Mein Link steht auch mit in der Peters-Liste…aber ich orientiere mich niemals an ihren Vorschlägen und Inspirationen. Ich hab längst meine eigene, eben mehr visuelle „Blogsparache“ entwickelt, bevor J.P. auftauchte und warum sollte ich nicht dabei bleiben? Bloggen ist immer individuell, finde ich und jede kann es gestalten, wie sie mag. Eben *weil* ein Blog das eigene Castle ist!
Ich bringe seit paar Jahren zu jedem Monat eine kleine symbolische Bildcollage und schreibe paar wenige Sätze über das Jahr. Wie es eben war. Und das fühlt sich für mich stimmig an, mehr möchte ich auch nicht preisgeben. Wozu? Es zwingt mich niemand.
Und Dich auch nicht.
Falls Du mal zur Inspiration schauen magst auf meine Rückblick-Form:
https://maschas-buch.blogspot.com/2025/12/jahresruckblick.html
Muszt Du natürlich auch nicht.
Mir ist es wichtig, dasz LeserInnen meines Blogs einen schönen Eindruck mitnehmen können, ohne zu viel Zeit ins Lesen investieren zu müssen. – Es ist auch eine Frage der Achtung und Höflichkeit, wie man mit der Zeit anderer Menschen umgeht. Finde ich.

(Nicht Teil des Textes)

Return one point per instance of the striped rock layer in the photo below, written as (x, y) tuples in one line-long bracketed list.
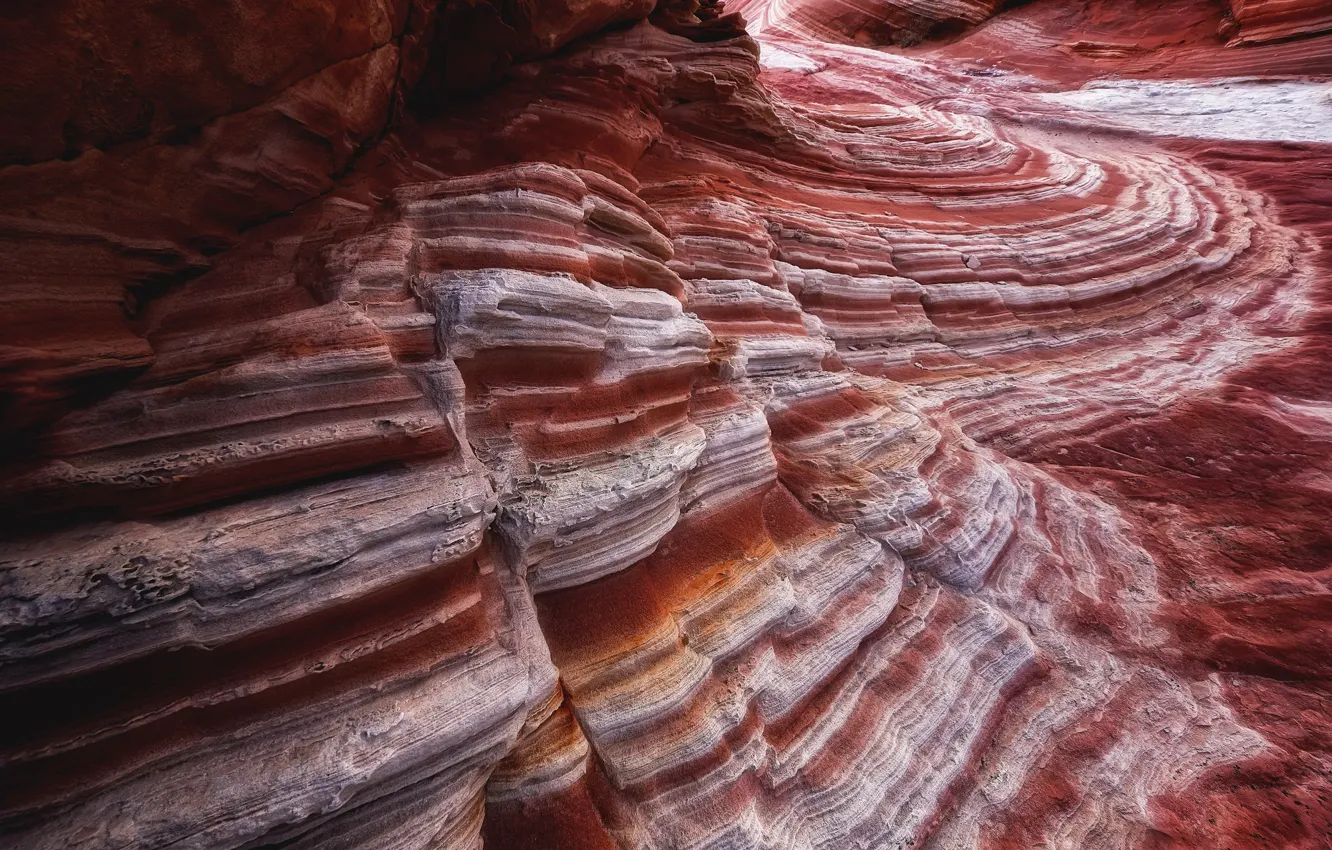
[(698, 438)]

Hab ein gutes Jahr mit vielen leuchtenden Momenten
– als Gegestück zu all dem, was tagtäglich auf uns einstürzt und was wir nicht beeinflussen können –
Liebe Grüsze
Mascha
Liebe Mascha,
ganz vielen Dank fürs Lesen und fürs Niederschreiben deiner Gedanken 🧡. Tatsächlich kann ich auch deinen Namen für mich einordnen als die, „die auf ihrem Blog mit Bildern schreibt“. Den hab ich irgendwann mal besucht und deine „Bildersprache“ hat sich eingeprägt. Ich werde unbedingt wieder vorbeischauen!
Ja, bei mir sind auch andere Blogartikel deutlich beliebter als die Jahresrückblicke. Spannend, wie unterschiedlich das sein kann. Und hunderte lange Rückblicke bei Judith lesen kann vermutlich sowieso niemand 😊. Da verstehe ich deine Lese-Müdigkeit sehr gut.

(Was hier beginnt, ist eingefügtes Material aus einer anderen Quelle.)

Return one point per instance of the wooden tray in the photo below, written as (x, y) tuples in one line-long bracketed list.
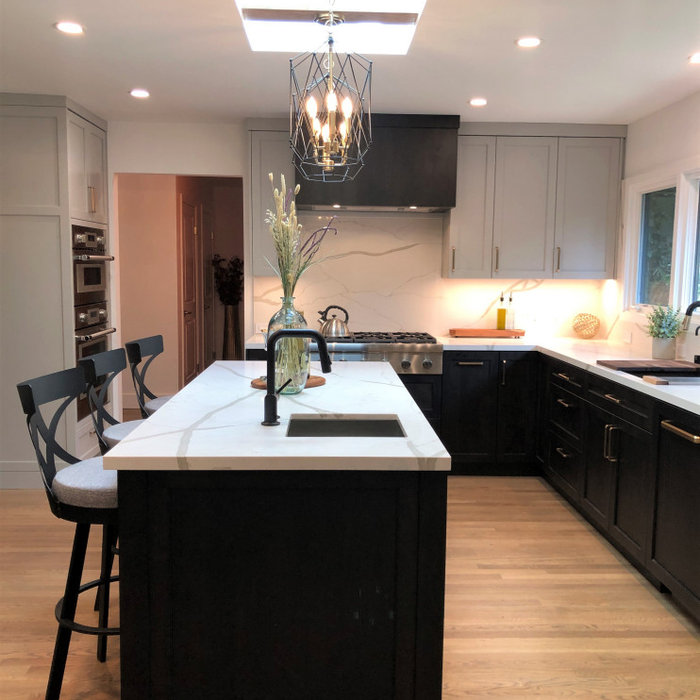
[(311, 382), (485, 333), (650, 365)]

Ich hab einen Moment gebraucht, um zu verinnerlichen, dass mich niemand zum Jahresrückblick zwingt. Außer mir selbst. Also hab ich damit aufgehört.
Ich find’s total schön, dass du einen ganz eigenen Weg gefunden hast zurückzuschauen und das auch beibehalten willst.

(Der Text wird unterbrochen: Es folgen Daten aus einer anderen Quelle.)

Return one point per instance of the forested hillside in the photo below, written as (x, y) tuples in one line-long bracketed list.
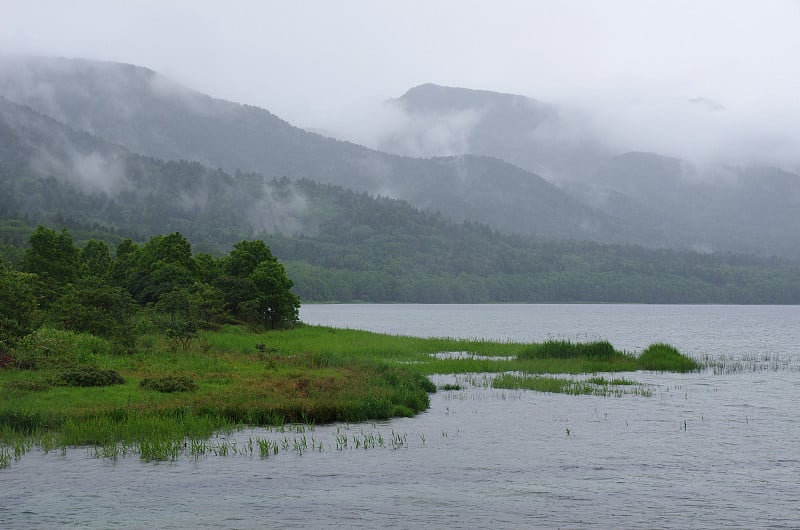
[(347, 245), (151, 115)]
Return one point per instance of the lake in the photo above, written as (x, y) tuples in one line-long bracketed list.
[(714, 449)]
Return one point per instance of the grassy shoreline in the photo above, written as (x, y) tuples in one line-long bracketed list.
[(310, 374)]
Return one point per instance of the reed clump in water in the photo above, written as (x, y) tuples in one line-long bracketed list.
[(666, 358)]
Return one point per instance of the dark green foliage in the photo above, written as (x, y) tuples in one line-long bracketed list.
[(169, 384), (17, 304), (92, 306), (53, 256), (90, 376), (556, 349), (96, 258), (663, 357), (180, 332), (48, 348), (29, 385)]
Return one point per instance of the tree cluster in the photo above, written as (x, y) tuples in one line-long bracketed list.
[(89, 290)]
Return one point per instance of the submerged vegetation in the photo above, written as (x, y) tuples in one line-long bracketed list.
[(232, 377), (158, 346)]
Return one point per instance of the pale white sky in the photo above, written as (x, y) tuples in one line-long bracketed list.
[(635, 63)]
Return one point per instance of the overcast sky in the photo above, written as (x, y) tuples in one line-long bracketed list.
[(725, 73)]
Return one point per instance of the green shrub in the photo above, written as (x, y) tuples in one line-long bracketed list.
[(663, 357), (170, 383), (90, 376), (52, 348)]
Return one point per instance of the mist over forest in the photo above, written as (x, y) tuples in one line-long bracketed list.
[(475, 196)]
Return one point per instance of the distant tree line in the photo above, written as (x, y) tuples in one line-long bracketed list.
[(161, 281)]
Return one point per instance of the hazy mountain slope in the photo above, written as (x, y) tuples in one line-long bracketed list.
[(339, 244), (534, 135), (740, 209), (147, 113)]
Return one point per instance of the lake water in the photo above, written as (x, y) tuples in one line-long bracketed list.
[(707, 450)]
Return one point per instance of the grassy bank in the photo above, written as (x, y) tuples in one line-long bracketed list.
[(232, 377)]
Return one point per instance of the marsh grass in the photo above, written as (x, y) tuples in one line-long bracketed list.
[(665, 358), (309, 374), (595, 385)]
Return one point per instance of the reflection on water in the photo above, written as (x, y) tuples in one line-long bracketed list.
[(711, 449)]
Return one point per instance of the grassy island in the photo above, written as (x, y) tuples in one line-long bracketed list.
[(67, 388)]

Danke auch für die leuchtenden Momente – die nehme ich mit!
Liebe Grüße von Franziska
Liebe Franziska
Danke für Deine Offenheit. Vielleicht, weil ich schon etwas älter bin (ü60), steht bei mir anstelle eines Jahresrückblicks der Tagesrückblick im Fokus. Zudem bin ich ein Fan der kleinen (Fort-)Schritte – ich nenne das mein „Ebenen-Konzept“. In dieser Ebene schaue ich abends, welchen (Fort- oder Rück-)Schritt ich heute vollzogen habe. Dabei gibt es kein rechts- und links und kein nach oben oder nach unten schauen – also keine Vergleiche mit der Umwelt -, sondern einzig, wo ich morgens stand bei gewissen anstehenden Lebensthemen, und wo ich nun abends angekommen bin. So bleibe ich auf mich fokussiert, ohne in die Vergleichsfalle zu tappen. Und kleine Fortschritte aneinander gereiht, ergeben auch einen grossen Schritt :-). Mir hilft dieses Konzept, u.a. meine Selbstwirksamkeit zu stärken. Die Idee zu meinem Ebenen-Konzept habe ich übrigens von Alfred Adler.
Herzliche Grüsse
Jacqueline
Liebe Jacqueline,
vielen Dank, dass du vorbeigeschaut, gelesen und mir eine Nachricht geschrieben hast 🧡.
Die Idee, jeden Tag nach kleinen Schritten zu schauen, die du nach vorn oder vielleicht auch wieder zurück gemacht hast, finde ich sehr ansprechend und sinnvoll, vor allem bei den Themen „Vergleichen“ und auch „Dankbarkeit“. Und wenn man die großen Schritte dabei ebenfalls im Blick behält – super. Denn es kann ja sehr spannend sein, wo man heute im Vergleich (zu sich selbst) von vor einem Jahr steht.
Ich wünsche dir und uns viel Freude an all unseren kleinen Schritten 😊.